Vilarejo italiano limita acesso de turistas após igreja viralizar nas redes
Santa Maddalena, nas Dolomitas, implementará restrições para visitantes diários a partir de maio, permitindo apenas moradores e turistas hospedados na região

Por mais de uma década, imagens de Santa Maddalena, uma pequena igreja em um vilarejo no norte da Itália emoldurada pelos picos das Dolomitas, circularam on-line. Mas os moradores dizem que foi no verão passado que o fluxo constante de visitantes se transformou em uma avalanche.
Agora, as autoridades estão intervindo para reduzir o fluxo, introduzindo novas restrições destinadas a controlar o turismo de um dia e aliviar a pressão sobre o vilarejo.
A partir de maio, o acesso ao vilarejo próximo à igreja listada como Patrimônio Mundial da Unesco será restrito por uma barreira, permitindo entrada apenas para residentes e visitantes que permaneçam pelo menos uma noite na área, de acordo com o município local. Carros e ônibus de turismo trazendo visitantes diários serão impedidos de entrar.
Aqueles que visitam por um dia, até 600 pessoas durante a alta temporada, precisarão caminhar 30 minutos ou mais desde áreas de estacionamento designadas para chegar à igreja. O município ainda não decidiu se um serviço de transporte será introduzido para visitantes impossibilitados de fazer a caminhada.

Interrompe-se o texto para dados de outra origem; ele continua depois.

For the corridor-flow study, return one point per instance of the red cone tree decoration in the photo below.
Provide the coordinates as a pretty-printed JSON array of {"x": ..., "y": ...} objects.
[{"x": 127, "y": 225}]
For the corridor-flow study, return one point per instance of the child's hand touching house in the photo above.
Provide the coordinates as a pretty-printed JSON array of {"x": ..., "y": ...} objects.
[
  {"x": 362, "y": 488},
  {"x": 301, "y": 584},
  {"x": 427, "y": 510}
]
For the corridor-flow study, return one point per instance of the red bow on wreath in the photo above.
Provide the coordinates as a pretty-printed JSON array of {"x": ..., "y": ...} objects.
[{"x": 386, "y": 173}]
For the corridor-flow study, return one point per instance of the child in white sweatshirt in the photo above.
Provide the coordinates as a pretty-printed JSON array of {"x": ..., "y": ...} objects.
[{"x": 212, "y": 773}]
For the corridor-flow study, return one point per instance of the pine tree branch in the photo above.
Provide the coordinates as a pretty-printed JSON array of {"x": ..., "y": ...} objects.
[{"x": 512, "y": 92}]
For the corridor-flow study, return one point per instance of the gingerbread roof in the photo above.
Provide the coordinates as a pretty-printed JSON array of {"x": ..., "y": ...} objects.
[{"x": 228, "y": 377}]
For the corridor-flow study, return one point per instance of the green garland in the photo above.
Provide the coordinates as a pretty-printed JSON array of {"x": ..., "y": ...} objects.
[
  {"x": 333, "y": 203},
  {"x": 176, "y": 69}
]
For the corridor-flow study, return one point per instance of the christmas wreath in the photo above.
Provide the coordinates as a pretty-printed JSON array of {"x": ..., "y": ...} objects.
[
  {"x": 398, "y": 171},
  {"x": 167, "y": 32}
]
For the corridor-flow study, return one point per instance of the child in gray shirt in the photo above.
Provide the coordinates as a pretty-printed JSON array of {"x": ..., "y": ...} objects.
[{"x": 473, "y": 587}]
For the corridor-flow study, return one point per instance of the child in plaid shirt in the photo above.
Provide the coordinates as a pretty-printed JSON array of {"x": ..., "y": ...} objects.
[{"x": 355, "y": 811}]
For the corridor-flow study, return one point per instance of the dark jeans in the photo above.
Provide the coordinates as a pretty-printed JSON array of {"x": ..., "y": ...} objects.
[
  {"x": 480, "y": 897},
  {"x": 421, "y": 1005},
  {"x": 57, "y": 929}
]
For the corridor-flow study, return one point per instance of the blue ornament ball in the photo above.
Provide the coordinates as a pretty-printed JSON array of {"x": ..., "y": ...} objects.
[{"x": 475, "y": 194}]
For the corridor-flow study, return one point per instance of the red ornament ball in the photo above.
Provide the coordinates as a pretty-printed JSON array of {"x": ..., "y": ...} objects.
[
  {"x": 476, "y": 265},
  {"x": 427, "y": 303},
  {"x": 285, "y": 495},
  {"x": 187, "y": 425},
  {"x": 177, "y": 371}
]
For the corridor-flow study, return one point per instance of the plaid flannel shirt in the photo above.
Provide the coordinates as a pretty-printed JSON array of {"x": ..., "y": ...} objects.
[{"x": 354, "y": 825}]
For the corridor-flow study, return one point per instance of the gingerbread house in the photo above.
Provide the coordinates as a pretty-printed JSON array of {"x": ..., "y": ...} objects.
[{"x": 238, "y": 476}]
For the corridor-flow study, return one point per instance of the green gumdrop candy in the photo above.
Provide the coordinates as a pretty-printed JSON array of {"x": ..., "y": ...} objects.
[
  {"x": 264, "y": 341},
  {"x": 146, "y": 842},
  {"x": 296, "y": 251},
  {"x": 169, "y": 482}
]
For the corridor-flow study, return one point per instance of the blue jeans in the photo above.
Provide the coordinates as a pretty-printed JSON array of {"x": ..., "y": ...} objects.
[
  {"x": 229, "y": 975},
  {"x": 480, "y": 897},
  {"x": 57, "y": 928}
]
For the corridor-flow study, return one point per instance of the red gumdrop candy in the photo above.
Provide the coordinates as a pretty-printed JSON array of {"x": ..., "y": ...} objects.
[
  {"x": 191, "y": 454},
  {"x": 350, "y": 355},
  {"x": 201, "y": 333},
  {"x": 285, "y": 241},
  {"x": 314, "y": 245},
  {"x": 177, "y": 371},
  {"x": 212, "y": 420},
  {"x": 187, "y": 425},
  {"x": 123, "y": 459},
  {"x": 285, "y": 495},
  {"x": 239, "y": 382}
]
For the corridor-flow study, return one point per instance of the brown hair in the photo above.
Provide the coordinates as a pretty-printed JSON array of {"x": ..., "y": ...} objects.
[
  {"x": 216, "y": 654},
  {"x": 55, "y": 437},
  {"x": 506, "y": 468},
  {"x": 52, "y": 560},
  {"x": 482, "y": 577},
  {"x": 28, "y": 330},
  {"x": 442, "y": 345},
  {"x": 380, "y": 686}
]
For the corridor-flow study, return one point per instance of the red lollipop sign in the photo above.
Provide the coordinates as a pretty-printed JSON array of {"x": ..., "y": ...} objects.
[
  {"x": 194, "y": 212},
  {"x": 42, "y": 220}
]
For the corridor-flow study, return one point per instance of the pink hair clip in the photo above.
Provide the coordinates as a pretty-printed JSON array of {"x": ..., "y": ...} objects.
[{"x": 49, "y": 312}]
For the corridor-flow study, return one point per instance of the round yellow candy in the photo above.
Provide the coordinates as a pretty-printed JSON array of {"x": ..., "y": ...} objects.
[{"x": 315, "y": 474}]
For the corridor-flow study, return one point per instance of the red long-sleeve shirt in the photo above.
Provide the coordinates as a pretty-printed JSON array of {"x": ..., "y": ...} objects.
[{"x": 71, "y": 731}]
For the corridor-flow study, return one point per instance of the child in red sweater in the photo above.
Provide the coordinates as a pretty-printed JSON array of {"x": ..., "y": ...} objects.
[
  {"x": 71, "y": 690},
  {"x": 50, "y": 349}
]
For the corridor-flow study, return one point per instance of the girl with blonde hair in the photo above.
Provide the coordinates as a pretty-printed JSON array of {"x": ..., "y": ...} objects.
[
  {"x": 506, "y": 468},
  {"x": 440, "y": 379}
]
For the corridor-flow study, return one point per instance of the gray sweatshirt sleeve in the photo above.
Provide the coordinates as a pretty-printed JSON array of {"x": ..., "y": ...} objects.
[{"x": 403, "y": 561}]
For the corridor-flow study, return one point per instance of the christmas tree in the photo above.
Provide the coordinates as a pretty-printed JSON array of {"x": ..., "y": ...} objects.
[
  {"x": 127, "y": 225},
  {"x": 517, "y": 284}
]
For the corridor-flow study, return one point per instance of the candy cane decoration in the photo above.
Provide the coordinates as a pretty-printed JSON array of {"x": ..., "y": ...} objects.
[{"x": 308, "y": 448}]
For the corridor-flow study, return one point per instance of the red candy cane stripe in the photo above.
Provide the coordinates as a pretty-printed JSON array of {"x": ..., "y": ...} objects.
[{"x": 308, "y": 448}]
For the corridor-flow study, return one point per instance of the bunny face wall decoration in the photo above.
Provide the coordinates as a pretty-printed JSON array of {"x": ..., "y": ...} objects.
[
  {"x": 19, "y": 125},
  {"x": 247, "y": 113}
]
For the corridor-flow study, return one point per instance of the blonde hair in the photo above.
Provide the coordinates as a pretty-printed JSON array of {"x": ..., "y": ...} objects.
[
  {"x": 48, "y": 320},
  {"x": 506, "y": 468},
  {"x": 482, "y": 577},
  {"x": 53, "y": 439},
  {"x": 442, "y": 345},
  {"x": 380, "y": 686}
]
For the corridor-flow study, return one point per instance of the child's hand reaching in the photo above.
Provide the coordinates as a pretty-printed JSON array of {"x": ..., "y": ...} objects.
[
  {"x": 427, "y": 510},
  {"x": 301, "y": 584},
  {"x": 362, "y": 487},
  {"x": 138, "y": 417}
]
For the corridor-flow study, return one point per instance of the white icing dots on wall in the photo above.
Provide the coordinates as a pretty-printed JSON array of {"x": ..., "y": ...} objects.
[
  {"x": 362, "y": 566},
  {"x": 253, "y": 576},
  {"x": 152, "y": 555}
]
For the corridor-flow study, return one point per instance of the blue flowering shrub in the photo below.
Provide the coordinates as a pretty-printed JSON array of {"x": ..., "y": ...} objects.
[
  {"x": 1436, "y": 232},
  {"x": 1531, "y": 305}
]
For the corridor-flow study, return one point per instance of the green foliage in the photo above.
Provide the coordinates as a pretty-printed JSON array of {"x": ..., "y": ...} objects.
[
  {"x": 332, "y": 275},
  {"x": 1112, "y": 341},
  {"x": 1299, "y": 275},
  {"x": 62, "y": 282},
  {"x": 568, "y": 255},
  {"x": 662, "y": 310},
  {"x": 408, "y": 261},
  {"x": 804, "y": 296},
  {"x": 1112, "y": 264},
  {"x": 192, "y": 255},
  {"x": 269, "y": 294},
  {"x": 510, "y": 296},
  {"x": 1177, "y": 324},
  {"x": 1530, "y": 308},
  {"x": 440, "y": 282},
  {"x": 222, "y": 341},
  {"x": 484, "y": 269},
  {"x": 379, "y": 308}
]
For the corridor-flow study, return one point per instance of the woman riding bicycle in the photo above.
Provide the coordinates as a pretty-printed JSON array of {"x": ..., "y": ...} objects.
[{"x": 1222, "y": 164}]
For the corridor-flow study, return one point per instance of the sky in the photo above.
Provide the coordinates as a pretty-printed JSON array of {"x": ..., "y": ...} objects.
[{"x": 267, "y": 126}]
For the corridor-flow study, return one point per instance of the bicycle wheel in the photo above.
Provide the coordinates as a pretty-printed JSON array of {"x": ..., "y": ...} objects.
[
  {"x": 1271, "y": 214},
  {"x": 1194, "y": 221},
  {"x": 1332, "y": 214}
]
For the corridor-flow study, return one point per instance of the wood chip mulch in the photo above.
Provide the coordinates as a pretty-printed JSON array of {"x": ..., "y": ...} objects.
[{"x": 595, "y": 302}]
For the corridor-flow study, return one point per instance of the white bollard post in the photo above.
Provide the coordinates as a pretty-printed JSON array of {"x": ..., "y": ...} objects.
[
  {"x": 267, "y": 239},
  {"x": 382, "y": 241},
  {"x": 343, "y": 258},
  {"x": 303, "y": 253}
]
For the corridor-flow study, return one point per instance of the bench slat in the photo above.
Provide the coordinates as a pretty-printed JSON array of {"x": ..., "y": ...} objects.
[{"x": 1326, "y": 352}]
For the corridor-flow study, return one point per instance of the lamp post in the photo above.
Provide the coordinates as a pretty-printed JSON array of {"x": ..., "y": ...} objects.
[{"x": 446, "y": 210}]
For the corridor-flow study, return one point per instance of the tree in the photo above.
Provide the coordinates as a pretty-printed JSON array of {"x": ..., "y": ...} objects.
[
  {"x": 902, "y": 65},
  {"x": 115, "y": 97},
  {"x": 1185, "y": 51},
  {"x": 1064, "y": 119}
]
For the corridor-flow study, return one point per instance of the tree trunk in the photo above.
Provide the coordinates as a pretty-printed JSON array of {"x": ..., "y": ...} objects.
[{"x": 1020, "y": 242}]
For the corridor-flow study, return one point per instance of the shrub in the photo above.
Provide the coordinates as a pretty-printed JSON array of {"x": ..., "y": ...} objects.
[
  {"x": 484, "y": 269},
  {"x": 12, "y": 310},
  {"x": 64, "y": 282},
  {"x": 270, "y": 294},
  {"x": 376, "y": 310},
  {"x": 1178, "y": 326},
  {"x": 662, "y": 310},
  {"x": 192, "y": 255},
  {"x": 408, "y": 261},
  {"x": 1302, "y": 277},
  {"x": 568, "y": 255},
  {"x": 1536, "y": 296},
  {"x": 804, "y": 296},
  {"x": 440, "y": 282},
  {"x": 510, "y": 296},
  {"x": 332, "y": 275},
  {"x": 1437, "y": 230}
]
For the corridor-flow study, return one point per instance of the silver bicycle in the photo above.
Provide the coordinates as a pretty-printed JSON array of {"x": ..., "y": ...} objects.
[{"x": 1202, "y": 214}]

Quando o estacionamento do vilarejo atingir sua capacidade, os motoristas serão obrigados a estacionar ainda mais longe, diz Peter Pernthaler, o prefeito do distrito de Funes, que informou à CNN que o sistema de entrada controlada funcionará de maio a novembro.
O estacionamento atualmente custa 4 euros (cerca de R$ 24) por dia, mas Pernthaler diz que os preços aumentarão para desencorajar visitantes que chegam apenas para tirar uma foto rápida.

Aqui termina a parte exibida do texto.